Much later it struck me that the taxi is a nice metaphor for some of the science that triggered my visit. The gas of the Sun's atmosphere is sitting quietly, atoms moving around randomly in all directions, with a range of speeds but none of them going too much above the average speed. Then from somewhere above them comes an electron or an ion at enormous speed, like one of those São Paulo taxis heading from the airport into the city centre. Unlike the taxis it has no skilful driver, only speed, and it just crashes into all the rest of the traffic, sending them flying in all directions with much greater speeds than they had before; heating them up and making them glow in various ways. Exactly why they glow holds our detailed attention. But of course we'd really like to know, "who ordered the taxi?" And why was it moving so quickly?

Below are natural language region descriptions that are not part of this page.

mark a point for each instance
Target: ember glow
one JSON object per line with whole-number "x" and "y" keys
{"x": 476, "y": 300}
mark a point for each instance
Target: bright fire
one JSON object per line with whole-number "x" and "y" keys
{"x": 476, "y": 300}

If a taxi crashes into a car all that happens is car and taxi get mangled and some fragments go flying off in all directions. When we look more closely at the collisions in the Sun's atmosphere things get a bit stranger. Most of the time no actual damage is done. A very fast-moving proton crashes into a slow-moving proton. Afterwards the slow-moving one is going faster than before, because it's had a big dunt, but both protons are still protons. No lumps are knocked off them, both are still intact. But if the incoming proton is going fast enough, things get weirder, a bit like a surreal, Looney Tunes version of such a car-crash. The two protons crash into each other, there's a bit of a blur, but afterwards, different stuff comes out and moves off. It's as though the taxi crashed into the car and then, afterwards, the car shot off in a new direction and not just the original but two new taxis also get spat out the far end of the collision, only different sizes and maybe colours from the original (protons don't have a "colour". But in the "Big book of science" type books I read as a kid they were always drawn as little red billiard balls, red for positive electric charge. Electrons were blue (negative) and neutrons were green.)

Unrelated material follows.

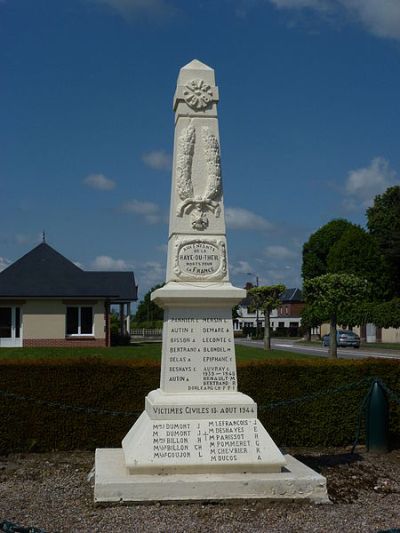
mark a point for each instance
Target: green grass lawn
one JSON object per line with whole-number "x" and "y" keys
{"x": 150, "y": 352}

Let's stick with the taxi metaphor. A fast red taxi crashes into an identical, slow-moving red car. Afterwards we'd expect a red taxi and a red car to come shooting out of this collision. Instead we get a red taxi, a green car and a funny wee yellow, sort of half-size taxi. Before our eyes, the funny new car travels a short distance then changes into something else different again.
The taxi metaphor's running out of steam. Here's what happens: accelerated to very high energy by an uncertain process, a proton collides with another proton. After the collision some of the energy of the proton has been transformed into a new particle, called a pion. After about one hundred millionth of a second the pion changes into a different, less massive particle called a muon, and finally the muon decays and spawns an electron or a positron (the antimatter counterpart of the electron). The electron or positron emits gamma-rays (like X-rays only even more penetrating) which we detect with instruments above the Earth's atmosphere on satellites. Once we detect those gamma-rays we can follow this sequence of events backwards to learn about the protons that were accelerated in the first place.
My colleagues here in Brazil lead the world at observing very short wavelength radio waves from the Sun. Recently they've begun to explore the wavelengths between radio and infra-red, what is called Terahertz radiation. This is a frontier and they have made some discoveries that we don't completely understand yet. The stories I've described above might be part of understanding Terahertz radiation in solar flares and that's a big part of why I'm in Brazil.
Since arriving I've had other taxi rides that were not nearly as exciting as that first one. Was the driver thinking of proton-proton collisions and pions? That question will probably go unanswered but we can be more optimistic about the reasons that solar flares glow in Terahertz radiation.